Bei der jüngsten Umfrage der Forschungsgruppe Wahlen hat die Linkspartei zum zweiten Mal hintereinander 10 Prozent erreicht. Auf diesen Wert kam die Partei bei dem Institut zuvor im Herbst 2010. Wenn am nächsten Sonntag schon wieder gewählt würde, kämen CDU/CSU auf 42 Prozent, die SPD steht weiterhin bei 26 Prozent, die Grünen würden 8 Prozent und die Alternative für Deutschland 5 Prozent erreichen.

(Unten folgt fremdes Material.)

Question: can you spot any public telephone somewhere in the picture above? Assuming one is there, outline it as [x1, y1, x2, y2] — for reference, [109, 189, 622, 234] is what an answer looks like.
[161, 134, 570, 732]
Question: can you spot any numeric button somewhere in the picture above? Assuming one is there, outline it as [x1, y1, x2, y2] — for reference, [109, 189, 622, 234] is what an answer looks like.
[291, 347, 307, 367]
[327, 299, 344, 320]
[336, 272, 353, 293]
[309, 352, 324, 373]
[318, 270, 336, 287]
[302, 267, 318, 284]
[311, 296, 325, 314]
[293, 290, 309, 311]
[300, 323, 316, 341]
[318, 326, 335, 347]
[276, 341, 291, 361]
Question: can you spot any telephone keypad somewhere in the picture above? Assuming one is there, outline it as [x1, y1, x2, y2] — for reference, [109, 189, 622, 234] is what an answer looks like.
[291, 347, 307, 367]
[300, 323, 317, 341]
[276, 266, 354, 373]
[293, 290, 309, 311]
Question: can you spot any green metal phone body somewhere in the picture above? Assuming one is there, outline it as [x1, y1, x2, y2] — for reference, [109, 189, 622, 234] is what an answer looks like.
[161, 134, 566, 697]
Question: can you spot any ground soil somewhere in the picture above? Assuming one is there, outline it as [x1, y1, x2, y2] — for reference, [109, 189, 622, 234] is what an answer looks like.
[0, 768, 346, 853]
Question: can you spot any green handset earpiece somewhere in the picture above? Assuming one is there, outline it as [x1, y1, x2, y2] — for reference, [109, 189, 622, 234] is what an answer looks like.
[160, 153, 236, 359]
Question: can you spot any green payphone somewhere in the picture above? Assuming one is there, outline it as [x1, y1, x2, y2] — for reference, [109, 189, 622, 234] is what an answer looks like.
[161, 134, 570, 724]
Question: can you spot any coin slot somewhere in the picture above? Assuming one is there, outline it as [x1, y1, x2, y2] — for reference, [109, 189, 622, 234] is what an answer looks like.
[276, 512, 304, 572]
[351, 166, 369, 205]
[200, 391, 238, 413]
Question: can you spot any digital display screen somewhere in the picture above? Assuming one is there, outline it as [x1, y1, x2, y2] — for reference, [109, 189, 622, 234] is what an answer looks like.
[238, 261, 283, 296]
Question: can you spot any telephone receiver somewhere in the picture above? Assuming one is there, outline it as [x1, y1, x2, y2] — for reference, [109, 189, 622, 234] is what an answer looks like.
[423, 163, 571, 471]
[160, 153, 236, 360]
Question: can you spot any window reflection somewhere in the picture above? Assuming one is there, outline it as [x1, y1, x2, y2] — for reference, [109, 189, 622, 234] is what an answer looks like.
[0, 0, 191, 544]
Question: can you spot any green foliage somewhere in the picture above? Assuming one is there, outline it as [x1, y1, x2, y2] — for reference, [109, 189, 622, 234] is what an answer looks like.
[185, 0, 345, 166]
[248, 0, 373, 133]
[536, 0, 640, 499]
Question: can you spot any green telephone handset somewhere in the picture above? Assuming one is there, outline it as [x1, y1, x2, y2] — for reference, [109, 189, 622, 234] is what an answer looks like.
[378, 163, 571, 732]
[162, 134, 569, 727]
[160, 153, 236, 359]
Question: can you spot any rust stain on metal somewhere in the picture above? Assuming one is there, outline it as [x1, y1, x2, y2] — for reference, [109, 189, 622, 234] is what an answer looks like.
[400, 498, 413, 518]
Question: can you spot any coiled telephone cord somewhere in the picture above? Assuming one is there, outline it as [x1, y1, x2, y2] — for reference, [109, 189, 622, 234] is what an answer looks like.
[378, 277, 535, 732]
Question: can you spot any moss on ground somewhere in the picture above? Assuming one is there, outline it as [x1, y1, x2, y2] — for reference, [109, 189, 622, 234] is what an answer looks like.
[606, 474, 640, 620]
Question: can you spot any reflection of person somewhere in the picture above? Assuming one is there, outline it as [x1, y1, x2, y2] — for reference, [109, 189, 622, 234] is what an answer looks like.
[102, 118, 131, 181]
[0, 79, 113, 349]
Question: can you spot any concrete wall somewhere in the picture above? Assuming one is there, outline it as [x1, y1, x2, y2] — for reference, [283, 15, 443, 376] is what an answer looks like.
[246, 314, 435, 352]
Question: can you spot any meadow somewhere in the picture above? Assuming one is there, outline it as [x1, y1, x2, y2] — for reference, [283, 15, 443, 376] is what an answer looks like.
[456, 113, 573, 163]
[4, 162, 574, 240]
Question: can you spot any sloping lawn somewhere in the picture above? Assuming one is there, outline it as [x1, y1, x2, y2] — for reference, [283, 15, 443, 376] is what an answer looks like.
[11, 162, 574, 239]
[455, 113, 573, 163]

Ein Großteil der Befragten befürwortet zudem laut der Umfrage eine Große Koalition. Allerdings finden nur noch 48 Prozent, dies sei ihr bevorzugtes Regierungsbündnis. Vor drei Wochen waren es noch 58 Prozent. Allerdings ist der Glaube weit verbreitet, dass eine Regierung aus Union und Sozialdemokraten die Probleme des Landes am ehesten lösen könne. Dies sehen vor allem Anhänger von CDU/CSU (76 Prozent) und SPD (67 Prozent) sowie die Wähler der eurokritischen AfD (64 Prozent) so. Bei den Anhängern der Grünen sind es 44 Prozent, die diese Auffassung teilen, bei den Anhängern der Linkspartei immerhin noch 21 Prozent.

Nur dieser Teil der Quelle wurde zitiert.